The NRC oversees this research being carried onboard a grounded Boeing 737 at the British Columbia Institute of Technology (BCIT) Aerospace Technology Campus. NRC researchers have helped successfully transfer a new fuel cell system to the commercial aerospace sector, while addressing very rigorous integration and safety requirements. This involved transferring compressed hydrogen from a mobile fuelling cart to a storage cylinder onboard the aircraft and then operating the system to power the rear galley and brew coffee. Building on experiences gained in ground transport and mobile applications, technology readiness demos are key to advancing fuel cells for aviation use.

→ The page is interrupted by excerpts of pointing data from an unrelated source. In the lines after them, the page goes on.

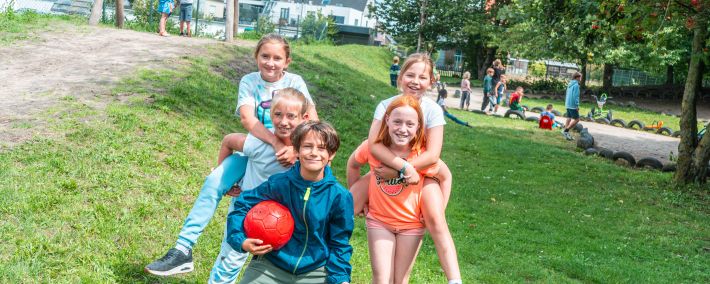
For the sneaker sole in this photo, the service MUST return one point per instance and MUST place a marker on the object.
(184, 268)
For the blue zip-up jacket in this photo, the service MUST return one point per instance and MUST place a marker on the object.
(323, 217)
(572, 95)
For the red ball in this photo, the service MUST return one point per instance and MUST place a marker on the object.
(270, 222)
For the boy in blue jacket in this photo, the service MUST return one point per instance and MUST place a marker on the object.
(319, 250)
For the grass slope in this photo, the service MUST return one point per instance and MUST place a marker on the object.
(110, 195)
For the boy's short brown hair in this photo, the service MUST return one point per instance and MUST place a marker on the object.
(327, 134)
(293, 94)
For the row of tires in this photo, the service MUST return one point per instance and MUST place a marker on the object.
(634, 124)
(629, 160)
(586, 141)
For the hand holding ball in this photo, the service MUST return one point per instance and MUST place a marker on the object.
(270, 222)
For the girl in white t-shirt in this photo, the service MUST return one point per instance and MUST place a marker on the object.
(415, 78)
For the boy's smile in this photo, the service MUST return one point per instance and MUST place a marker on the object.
(313, 156)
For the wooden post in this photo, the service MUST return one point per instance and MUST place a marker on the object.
(96, 12)
(119, 14)
(229, 23)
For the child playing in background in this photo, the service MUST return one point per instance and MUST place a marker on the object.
(515, 99)
(319, 251)
(548, 113)
(394, 71)
(487, 90)
(443, 94)
(465, 90)
(499, 90)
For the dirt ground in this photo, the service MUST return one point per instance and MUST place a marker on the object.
(80, 62)
(639, 143)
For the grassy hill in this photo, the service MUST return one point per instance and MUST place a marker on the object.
(109, 193)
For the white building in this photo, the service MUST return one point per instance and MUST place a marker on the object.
(291, 12)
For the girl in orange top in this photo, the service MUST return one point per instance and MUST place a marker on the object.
(394, 229)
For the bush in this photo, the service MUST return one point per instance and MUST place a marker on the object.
(539, 85)
(318, 29)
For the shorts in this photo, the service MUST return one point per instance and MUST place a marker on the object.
(185, 12)
(166, 6)
(375, 224)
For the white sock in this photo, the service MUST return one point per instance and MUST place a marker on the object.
(183, 249)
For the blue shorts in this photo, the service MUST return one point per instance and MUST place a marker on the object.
(166, 6)
(185, 12)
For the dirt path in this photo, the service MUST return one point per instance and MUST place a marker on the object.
(83, 62)
(639, 143)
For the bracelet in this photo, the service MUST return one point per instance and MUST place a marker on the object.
(404, 168)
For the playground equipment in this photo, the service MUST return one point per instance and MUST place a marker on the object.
(598, 113)
(657, 126)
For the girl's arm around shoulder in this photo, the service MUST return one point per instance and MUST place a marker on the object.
(340, 230)
(355, 163)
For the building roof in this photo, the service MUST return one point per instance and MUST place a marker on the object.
(359, 5)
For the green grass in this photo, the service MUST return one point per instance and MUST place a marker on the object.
(626, 113)
(110, 194)
(26, 25)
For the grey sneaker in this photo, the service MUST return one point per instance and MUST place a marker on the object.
(171, 263)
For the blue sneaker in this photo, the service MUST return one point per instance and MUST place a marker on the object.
(171, 263)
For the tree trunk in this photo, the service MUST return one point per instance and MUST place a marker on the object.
(422, 21)
(229, 22)
(608, 77)
(96, 12)
(690, 159)
(236, 18)
(669, 75)
(119, 14)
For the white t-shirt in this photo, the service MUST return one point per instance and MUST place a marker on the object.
(261, 165)
(433, 115)
(253, 90)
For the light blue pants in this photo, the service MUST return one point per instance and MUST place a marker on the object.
(229, 261)
(216, 185)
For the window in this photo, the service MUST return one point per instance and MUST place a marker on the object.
(284, 13)
(338, 19)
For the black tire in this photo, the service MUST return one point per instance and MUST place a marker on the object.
(478, 111)
(669, 168)
(606, 153)
(665, 131)
(532, 118)
(618, 122)
(625, 156)
(602, 120)
(637, 123)
(649, 162)
(514, 114)
(591, 151)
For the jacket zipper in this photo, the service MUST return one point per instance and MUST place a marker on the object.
(305, 245)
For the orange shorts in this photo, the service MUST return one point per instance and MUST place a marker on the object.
(374, 224)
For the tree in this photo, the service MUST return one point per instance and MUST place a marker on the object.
(119, 14)
(96, 12)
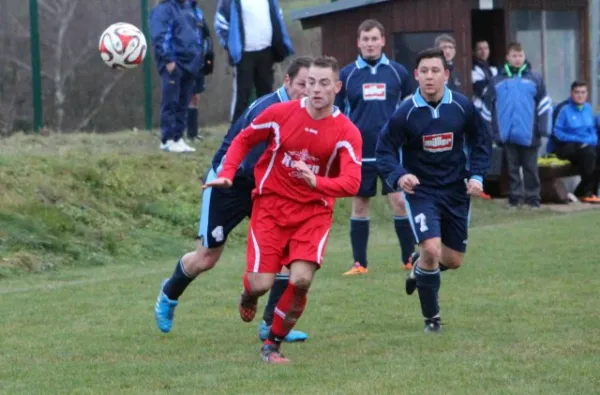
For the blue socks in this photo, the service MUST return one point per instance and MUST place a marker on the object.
(405, 236)
(192, 119)
(178, 282)
(359, 237)
(279, 286)
(428, 285)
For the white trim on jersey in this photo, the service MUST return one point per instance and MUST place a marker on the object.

To optimize the system, NRC and Boeing worked together with multiple Canadian suppliers to integrate the fuel cell, hydrogen storage tank, safety devices, and power conditioning equipment to overcome various airplane limitations, including runtime, temperature, weight, volume and access. The newly developed system fits into the aircraft cargo hold. The next step in this NRC-Boeing collaboration will be to refine the system, modifying components for size, weight and suitability for flight.
"Fuel cell technology applications are a key element of aviation's longer term environmental strategy, but they must be developed with safety and efficiency as top priorities," said Joe Breit of Boeing Commercial Airplanes. "The technology is not without its challenges, but it's very promising and this demonstration is an important step in better understanding the airplane interface and integration challenges."
While the scale of power generation demonstrated was relatively small, it confirms the feasibility of using fuel cells to help reduce environmental impacts from aviation. A fuel cell is around 60 percent efficient at converting fuel to power, double that of an internal combustion engine, resulting in greater energy efficiency and reduced CO2 emissions.